Some worry that the “manifestation” will bring with it the formation of a Baba religion while others are of the opinion that, for the first time ever (at least as far as we know), the Avatar will revitalize the essence of all existing religions and will not start (or allow others start) one in His name.
Naturally, I don’t have a clue. Whenever anyone tells me their opinion, I can only nod my head and say, “It’s possible,” because all things seem possible to me with Baba. I find it interesting to speculate about the future but I realize I don’t care all that much about it. I am not particularly keen to see one particular outcome nor apprehensive about another. Perhaps this demonstrates a deplorable passivity on my part or a lamentable disengagement with the world.
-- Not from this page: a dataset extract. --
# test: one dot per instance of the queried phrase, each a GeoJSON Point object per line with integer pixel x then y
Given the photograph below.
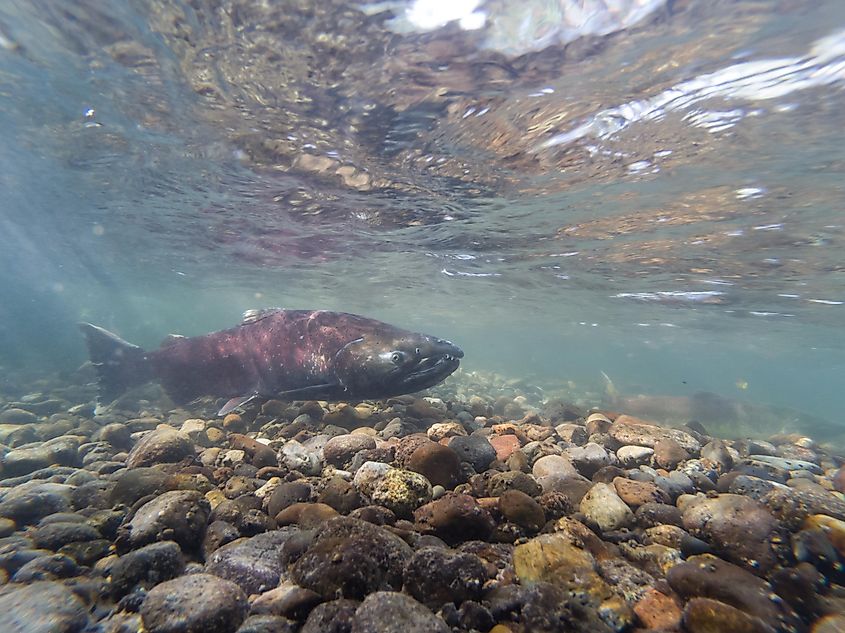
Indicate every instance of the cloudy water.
{"type": "Point", "coordinates": [606, 198]}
Or perhaps it is because it seems possible to me that there will be no recognizable breaking of the silence, no discovery of the “Book,” no discernible manifestation and even no revitalization of the world’s religions in any way that we can see or understand.
Maybe this seems reasonable to me because I look at past advents and, apart from a new religion developing each time, I don’t see the world changing in any predictable way. Maybe I tend to this view because, in fact, I have enjoyed Baba’s anonymity. I am very grateful that I have had the opportunity to have had unhurried moments with Baba’s mandali in more or less private conversation. That even today one can still find oneself sitting alone in Baba’s Samadhi, or, as I am currently experiencing, walk Center paths alone and slip into the Barn or Lagoon Cabin without having waited in a queue for hours.
I am selfish enough to like this and, possibly I am willing to consider that things won’t change merely because in some ways I don’t want them to, and if this means that the world at large is deprived of knowing about Baba, so be it.
It’s not that I don’t have faith in Baba, or so I tell myself, but I have faith that Baba is the Avatar even if nothing seems to change in the future. Although Baba clearly said He had come to help the world individually and collectively, I can’t help but feel that the world and its affairs is only the painted scenery, the backdrop before which the real drama is being played out. And that is the story of an individual soul slowly shedding its blinding layers of sanskaras to eventually emerge from this chrysalis into the radiant light of realization.
I don’t pretend that this view is correct. Nor am I interested in trying to convince others of its validity or seek to buttress its authority with a persuasive quote from Baba’s writings (and I could probably find one although I am well aware that the overwhelming majority of Baba’s words support other positions). This is just my own, possibly idiosyncratic view.
If and when events prove it to be wrong, I may be surprised but I won’t be terribly disappointed. If I have a point to make in this column (which my wife has doubted) I guess it’s that I don’t pretend to know how to interpret Baba’s words about the future but take some comfort in Baba’s message that “Understanding has no meaning. Love has some meaning, Obedience has more meaning. Holding my daaman has most meaning.”